Husbands, don't you expect your children to respect their mother unless it
is obvious to them that you hold her in high respect and honor.
Now there's a practical question we have to deal with here and
then we'll be through. If indeed God is calling us to honor in our families--in
our relationship with our parents--wherever we are in the life journey, how
is that honor displayed?
Some preachers think that you shouldn't give personal illustrations
from the pulpit. I've never believed that because I believe part of my responsibility
as your pastor is to let you see how I'm trying to live these things out.
So I'd like simply to share with you how I try to display honor to my parents.
And I share this with a heightened sense of vulnerability because these are
intensely personal matters.
So I pray that you will receive what I say in the spirit in
which it is intended. As I thought about how I show honor and respect to my
parents I identified four things:
The first is that I honor their position in my family. I teach
my children that their grandparents are people to be respected and valued.

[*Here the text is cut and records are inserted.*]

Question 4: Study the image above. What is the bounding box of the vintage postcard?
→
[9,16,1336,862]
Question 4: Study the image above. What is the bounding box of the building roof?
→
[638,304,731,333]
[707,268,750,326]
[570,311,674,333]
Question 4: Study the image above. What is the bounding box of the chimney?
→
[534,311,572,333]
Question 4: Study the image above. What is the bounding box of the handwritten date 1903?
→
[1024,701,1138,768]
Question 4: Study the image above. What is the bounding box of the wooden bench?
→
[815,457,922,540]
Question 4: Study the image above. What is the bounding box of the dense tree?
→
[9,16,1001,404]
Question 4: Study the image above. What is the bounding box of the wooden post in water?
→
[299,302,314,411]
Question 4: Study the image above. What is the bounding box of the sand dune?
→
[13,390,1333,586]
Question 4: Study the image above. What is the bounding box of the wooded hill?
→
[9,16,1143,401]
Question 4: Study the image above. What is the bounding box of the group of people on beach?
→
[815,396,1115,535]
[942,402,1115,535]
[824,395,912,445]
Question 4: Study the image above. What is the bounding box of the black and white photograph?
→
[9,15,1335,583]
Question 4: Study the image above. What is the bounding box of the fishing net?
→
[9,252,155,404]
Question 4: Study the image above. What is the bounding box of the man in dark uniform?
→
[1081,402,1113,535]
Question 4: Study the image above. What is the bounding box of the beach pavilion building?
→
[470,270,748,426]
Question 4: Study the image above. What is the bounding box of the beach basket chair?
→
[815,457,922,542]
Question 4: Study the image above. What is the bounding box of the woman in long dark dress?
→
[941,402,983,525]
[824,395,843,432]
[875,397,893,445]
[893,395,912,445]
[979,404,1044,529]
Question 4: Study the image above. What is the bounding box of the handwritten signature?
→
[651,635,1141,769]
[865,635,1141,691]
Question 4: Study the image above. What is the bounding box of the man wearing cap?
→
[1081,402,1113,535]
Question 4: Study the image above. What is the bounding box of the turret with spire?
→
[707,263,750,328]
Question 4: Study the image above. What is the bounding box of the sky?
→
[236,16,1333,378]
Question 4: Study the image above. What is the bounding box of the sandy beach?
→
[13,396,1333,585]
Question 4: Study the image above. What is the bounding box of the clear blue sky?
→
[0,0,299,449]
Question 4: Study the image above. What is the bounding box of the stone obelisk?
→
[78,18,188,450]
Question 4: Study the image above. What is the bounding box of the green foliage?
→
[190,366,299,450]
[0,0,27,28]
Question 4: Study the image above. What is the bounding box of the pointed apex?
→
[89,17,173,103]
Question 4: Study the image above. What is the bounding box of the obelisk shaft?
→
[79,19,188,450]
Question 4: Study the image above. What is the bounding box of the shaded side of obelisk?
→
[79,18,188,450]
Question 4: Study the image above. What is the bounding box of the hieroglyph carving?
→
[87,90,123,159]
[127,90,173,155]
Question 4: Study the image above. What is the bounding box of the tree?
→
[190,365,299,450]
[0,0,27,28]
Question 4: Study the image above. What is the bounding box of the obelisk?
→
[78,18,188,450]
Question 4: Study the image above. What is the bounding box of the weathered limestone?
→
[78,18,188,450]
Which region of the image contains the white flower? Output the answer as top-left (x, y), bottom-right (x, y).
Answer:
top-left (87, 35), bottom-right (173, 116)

They have things to teach my children that I never could. I tell them the
stories of our family and how faithfulness to God has been and should remain
a multi-generational commitment.
Second, I try to honor my parents by living productively. By
making a contribution to society and more importantly to the kingdom of God.

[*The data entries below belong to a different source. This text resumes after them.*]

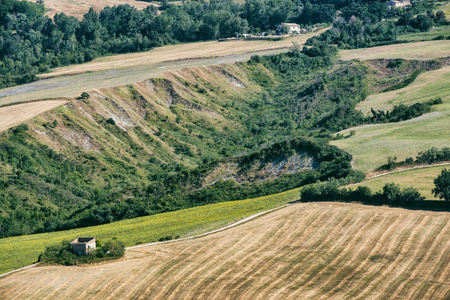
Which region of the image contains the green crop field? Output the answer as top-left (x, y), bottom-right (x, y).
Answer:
top-left (348, 165), bottom-right (450, 200)
top-left (332, 67), bottom-right (450, 172)
top-left (398, 26), bottom-right (450, 42)
top-left (0, 189), bottom-right (300, 273)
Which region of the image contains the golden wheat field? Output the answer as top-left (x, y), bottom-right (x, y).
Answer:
top-left (0, 202), bottom-right (450, 299)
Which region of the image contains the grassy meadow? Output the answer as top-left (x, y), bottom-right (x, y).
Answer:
top-left (0, 189), bottom-right (299, 273)
top-left (331, 65), bottom-right (450, 172)
top-left (0, 202), bottom-right (450, 300)
top-left (347, 165), bottom-right (450, 200)
top-left (397, 26), bottom-right (450, 42)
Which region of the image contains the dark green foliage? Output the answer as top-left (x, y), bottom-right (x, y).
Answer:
top-left (300, 180), bottom-right (450, 211)
top-left (432, 169), bottom-right (450, 202)
top-left (383, 70), bottom-right (422, 92)
top-left (377, 147), bottom-right (450, 170)
top-left (38, 238), bottom-right (125, 266)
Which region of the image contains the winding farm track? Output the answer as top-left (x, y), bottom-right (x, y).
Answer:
top-left (0, 202), bottom-right (450, 299)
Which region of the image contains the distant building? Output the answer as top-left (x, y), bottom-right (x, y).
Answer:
top-left (387, 0), bottom-right (411, 9)
top-left (70, 238), bottom-right (96, 255)
top-left (278, 23), bottom-right (302, 34)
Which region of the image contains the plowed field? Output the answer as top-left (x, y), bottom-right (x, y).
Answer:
top-left (0, 203), bottom-right (450, 299)
top-left (0, 100), bottom-right (67, 132)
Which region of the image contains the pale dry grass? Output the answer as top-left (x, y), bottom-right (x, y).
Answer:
top-left (0, 100), bottom-right (67, 132)
top-left (339, 40), bottom-right (450, 60)
top-left (0, 29), bottom-right (325, 106)
top-left (42, 0), bottom-right (158, 20)
top-left (40, 30), bottom-right (324, 78)
top-left (0, 203), bottom-right (450, 299)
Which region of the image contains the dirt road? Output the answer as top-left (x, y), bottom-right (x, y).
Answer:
top-left (0, 203), bottom-right (450, 299)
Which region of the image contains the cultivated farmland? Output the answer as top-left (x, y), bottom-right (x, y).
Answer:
top-left (332, 67), bottom-right (450, 172)
top-left (0, 29), bottom-right (325, 106)
top-left (0, 189), bottom-right (300, 276)
top-left (0, 203), bottom-right (450, 299)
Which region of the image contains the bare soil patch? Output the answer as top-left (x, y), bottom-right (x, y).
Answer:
top-left (0, 202), bottom-right (450, 299)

By living out the values that they tried to instill in me. By embracing the
faith that they so carefully handed off to me.
Third, I honor my parents by offering them forgiveness for their
shortcomings. If you've heard me talk much at all you know I hold my parents
in very high regard. But they were not perfect. Nobody is. I am not a perfect
parent. We are human and subject to failure. Consequently, I need to be willing
to offer forgiveness to people including (and perhaps especially) those closest
to me. This way of respect speaks to those whose relationship with your parents
was or is difficult.
You see one of the questions that always comes up around this
commandment is, "What if my parents were abusive? What if my parents
abandoned me, how can you tell me that I should honor that kind of parent?"

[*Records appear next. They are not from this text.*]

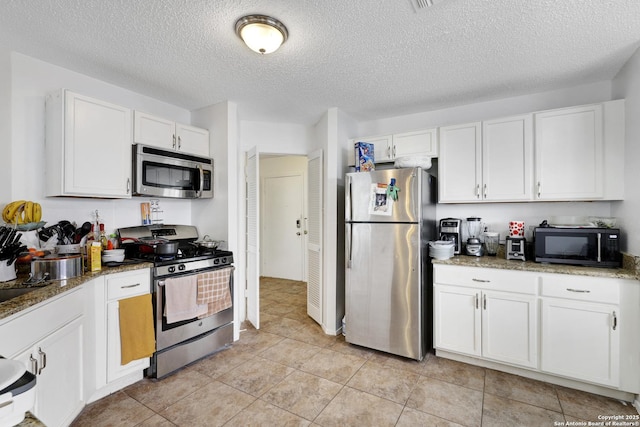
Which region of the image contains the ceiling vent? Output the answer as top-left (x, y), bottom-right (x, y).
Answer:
top-left (409, 0), bottom-right (445, 13)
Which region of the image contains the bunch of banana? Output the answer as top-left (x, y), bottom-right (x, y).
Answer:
top-left (2, 200), bottom-right (42, 224)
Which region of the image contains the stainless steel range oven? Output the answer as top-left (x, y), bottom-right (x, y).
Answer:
top-left (119, 225), bottom-right (233, 378)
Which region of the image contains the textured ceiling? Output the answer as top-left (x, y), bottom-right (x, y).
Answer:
top-left (0, 0), bottom-right (640, 124)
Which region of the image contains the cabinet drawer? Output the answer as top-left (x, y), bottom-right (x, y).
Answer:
top-left (106, 269), bottom-right (151, 300)
top-left (433, 265), bottom-right (538, 295)
top-left (541, 274), bottom-right (620, 304)
top-left (0, 287), bottom-right (84, 359)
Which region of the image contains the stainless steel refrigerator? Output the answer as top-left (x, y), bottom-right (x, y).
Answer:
top-left (345, 168), bottom-right (436, 360)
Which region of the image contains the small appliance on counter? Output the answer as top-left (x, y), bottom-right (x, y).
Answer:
top-left (505, 236), bottom-right (527, 261)
top-left (439, 218), bottom-right (462, 255)
top-left (465, 216), bottom-right (484, 256)
top-left (534, 221), bottom-right (622, 268)
top-left (0, 357), bottom-right (36, 426)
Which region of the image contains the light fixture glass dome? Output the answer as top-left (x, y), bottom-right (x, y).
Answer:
top-left (236, 15), bottom-right (289, 54)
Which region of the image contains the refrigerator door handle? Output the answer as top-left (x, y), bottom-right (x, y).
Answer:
top-left (344, 175), bottom-right (353, 221)
top-left (344, 223), bottom-right (353, 268)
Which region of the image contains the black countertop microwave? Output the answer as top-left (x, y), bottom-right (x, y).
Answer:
top-left (133, 144), bottom-right (213, 199)
top-left (534, 227), bottom-right (622, 268)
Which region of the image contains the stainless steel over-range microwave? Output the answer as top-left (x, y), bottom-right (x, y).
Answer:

It's a fair question. And it is true that some of you have experienced great
pain at the hands of your parents. God knows that and he will judge that.
And for you to say to that kind of an abusive parent, "I
honor you and respect you as my mom or my dad" would not be right. If
that's your situation, there is still a way for you to obey the fifth commandment.
Forgive them. That may be the only measure of respect that you will ever be
able to give your parents but if that's all, by God's grace it will be enough.
If they have hurt you, forgive them--as God has forgiven you. When you didn't
deserve it, when you didn't ask for it, when you didn't acknowledge it--while
we were yet sinners, Christ died for the ungodly. Forgive them. Forgiveness
does not mean what they did was right. It means that you give up the role
of judge and trust that issue to God.
Finally, I will honor my parents by caring for them in every way I possibly can until they go to meet the Lord. I will make them a part of my life and my family. I will tell them how much I love them and thank them for what they have done for me. I will open my home to them, I will meet their physical needs. I will refuse to assign their care to a stranger until I have done everything possible to care for them myself. They met my every need when I was totally dependent on them and would have died without them.
And by God's grace I will meet their needs when they become
dependent on me.
The fifth commandment is a line drawn against the brutality
of a culture that forgets where it came from. How are you doing at honoring
your father and your mother? Even if your parents are no longer living, you
honor them or dishonor them in how you hold their memory and reputation to
those who come behind.
You cannot reverence God if you do not honor your parents. What do you need to do to bring your life in line with this commandment?